Thierry Nelissen /Marseille, 26 décembre 1994. Le groupe d’intervention de la gendarmerie nationale française met fin au détournement d’un Airbus d’Air France qui devait relier Alger à Paris. Les preneurs d’otages sont tous abattus durant l’assaut. On apprendra que leur ‘objectif aurait pu être une attaque suicide sur la tour Eiffel ou la tour Montparnasse à Paris et que c’est la raison qui aurait décidé les autorités à ne laisser en aucun cas l’appareil redécoller de Marignane.

A l’occasion de la disparition de Charles Pasqua, on a beaucoup évoqué cet événement. Ministre de l’Intérieur français de l’époque, l’ancien résistant et vendeur de pastis avait décrété qu’il fallait «terroriser les terroristes». C’était il y a vingt ans. La formule ne voulait rien dire, mais elle avait le mérite de rassurer le peuple.

Neuf ans plus tard, le modus operandi de l’attaque suicide trouve une concrétisation médiatique suprême aux Etats-Unis. C’est le funeste 11 septembre, le «nine-eleven» et ses 3.000 morts. L’improbable George Bush se refait alors en décrétant «la guerre contre le terrorisme» et en lançant une croisade contre les forces du mal. Formules choc, résultats tragiques: le Moyen-Orient et ses alentours en sont aujourd’hui encore complètement bouleversés.

Janvier 2015. François Hollande et son gouvernement découvrent, dans l’horreur des attaques de Charlie, qu’une communication bien trempée est nécessaire quand on est confronté à des actes qui choquent la population. Déjà pratiquant de la «guerre contre le terrorisme» au Mali, Hollande réussit à fédérer les Français pour quelque temps; pour quelques points de popularité.

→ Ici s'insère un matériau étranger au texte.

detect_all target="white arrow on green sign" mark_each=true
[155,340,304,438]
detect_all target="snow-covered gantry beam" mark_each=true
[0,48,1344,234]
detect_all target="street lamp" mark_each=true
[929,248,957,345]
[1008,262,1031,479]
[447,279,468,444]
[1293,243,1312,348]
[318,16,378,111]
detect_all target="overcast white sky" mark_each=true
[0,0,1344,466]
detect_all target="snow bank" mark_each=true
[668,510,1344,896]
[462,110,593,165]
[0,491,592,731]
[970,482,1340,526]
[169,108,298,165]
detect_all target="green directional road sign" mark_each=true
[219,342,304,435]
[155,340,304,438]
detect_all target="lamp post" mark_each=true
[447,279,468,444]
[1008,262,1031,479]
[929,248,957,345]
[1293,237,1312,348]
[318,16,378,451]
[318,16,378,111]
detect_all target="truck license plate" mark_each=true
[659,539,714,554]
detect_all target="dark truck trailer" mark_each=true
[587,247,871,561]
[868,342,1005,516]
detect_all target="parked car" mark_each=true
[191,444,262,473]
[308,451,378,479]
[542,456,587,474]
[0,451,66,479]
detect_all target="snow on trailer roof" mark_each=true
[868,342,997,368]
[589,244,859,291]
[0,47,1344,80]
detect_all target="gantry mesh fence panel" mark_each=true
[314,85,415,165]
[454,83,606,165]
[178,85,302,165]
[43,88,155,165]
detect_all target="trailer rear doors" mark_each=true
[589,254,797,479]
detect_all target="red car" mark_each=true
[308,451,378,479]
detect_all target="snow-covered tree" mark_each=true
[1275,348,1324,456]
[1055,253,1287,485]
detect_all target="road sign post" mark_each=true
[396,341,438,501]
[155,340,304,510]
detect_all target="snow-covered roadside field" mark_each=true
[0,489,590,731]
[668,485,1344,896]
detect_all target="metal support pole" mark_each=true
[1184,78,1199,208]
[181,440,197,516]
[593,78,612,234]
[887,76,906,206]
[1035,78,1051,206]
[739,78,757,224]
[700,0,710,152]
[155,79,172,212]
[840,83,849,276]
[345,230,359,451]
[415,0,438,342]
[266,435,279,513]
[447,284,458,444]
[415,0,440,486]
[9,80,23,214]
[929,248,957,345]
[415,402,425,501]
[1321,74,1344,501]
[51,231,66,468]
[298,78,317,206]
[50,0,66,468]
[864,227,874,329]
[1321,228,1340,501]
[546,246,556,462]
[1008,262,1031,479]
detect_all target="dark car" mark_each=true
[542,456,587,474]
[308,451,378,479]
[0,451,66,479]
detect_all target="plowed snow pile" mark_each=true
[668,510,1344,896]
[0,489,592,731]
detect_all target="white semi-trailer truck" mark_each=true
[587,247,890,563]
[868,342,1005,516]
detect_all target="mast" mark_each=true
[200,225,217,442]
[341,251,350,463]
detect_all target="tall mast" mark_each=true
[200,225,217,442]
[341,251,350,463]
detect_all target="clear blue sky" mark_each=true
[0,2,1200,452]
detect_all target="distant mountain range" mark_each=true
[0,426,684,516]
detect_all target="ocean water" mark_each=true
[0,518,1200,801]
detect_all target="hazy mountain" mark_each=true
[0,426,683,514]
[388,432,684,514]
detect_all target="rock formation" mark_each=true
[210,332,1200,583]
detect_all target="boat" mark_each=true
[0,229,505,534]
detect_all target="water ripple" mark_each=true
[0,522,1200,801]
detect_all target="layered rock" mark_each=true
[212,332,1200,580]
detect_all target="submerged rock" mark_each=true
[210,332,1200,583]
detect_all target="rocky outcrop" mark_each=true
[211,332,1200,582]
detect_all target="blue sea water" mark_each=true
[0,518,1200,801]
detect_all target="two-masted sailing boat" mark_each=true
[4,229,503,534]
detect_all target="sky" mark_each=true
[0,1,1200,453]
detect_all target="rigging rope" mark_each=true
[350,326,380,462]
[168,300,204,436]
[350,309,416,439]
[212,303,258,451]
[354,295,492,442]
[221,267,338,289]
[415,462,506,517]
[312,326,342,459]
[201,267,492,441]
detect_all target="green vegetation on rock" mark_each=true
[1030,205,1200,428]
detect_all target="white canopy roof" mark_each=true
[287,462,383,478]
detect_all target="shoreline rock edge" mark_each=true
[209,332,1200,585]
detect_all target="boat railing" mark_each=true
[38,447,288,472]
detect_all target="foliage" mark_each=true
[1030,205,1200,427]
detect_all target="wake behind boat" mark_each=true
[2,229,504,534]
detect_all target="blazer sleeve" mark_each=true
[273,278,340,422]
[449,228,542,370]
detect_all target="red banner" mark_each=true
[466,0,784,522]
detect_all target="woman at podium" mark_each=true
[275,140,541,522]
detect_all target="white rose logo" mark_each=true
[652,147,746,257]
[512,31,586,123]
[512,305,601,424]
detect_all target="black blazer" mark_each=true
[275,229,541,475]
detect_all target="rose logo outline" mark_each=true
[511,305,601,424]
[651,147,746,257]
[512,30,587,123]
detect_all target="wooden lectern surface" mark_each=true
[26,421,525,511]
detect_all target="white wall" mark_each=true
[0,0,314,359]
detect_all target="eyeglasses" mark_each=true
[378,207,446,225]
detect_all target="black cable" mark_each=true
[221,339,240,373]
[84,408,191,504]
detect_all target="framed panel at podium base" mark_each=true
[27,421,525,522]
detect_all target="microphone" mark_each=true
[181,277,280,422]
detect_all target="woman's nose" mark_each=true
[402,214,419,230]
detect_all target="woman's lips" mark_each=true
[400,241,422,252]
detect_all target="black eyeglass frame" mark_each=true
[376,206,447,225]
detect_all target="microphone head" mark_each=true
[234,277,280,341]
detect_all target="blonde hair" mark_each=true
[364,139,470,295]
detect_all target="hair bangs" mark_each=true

La semaine dernière, quand un crime horrible, doublé d’un attentat manqué, est perpétré dans l’Isère, la communication se remet en branle. Folie ou terrorisme? Peu importe. Les actions du président et du Premier ministre français sont dictées par le rythme des chaînes d’information. Et que je te renforce le plan «vigipirate», celui dont un expert dit: «Cela ne sert à rien, mais ça rassure la population.»

Oui, il faut rassurer le peuple. Mais aussi le considérer en adulte. Le terrorisme aveugle, il sera toujours difficile de s’en protéger. Et prétendre que c’est un phénomène neuf, c’est tricher avec l’Histoire, même si sa nature a pu changer. ETA, IRA, RAF, OLP… ont rythmé des heures sombres il y a un certain temps déjà.

Les paroles, dans les moments de crise, auraient du poids si on était sûr qu’elles sont l’écume d’un travail de fond. Le sort tragique de la Tunisie, pendant que la France communique, inclinerait plutôt vers la déprime.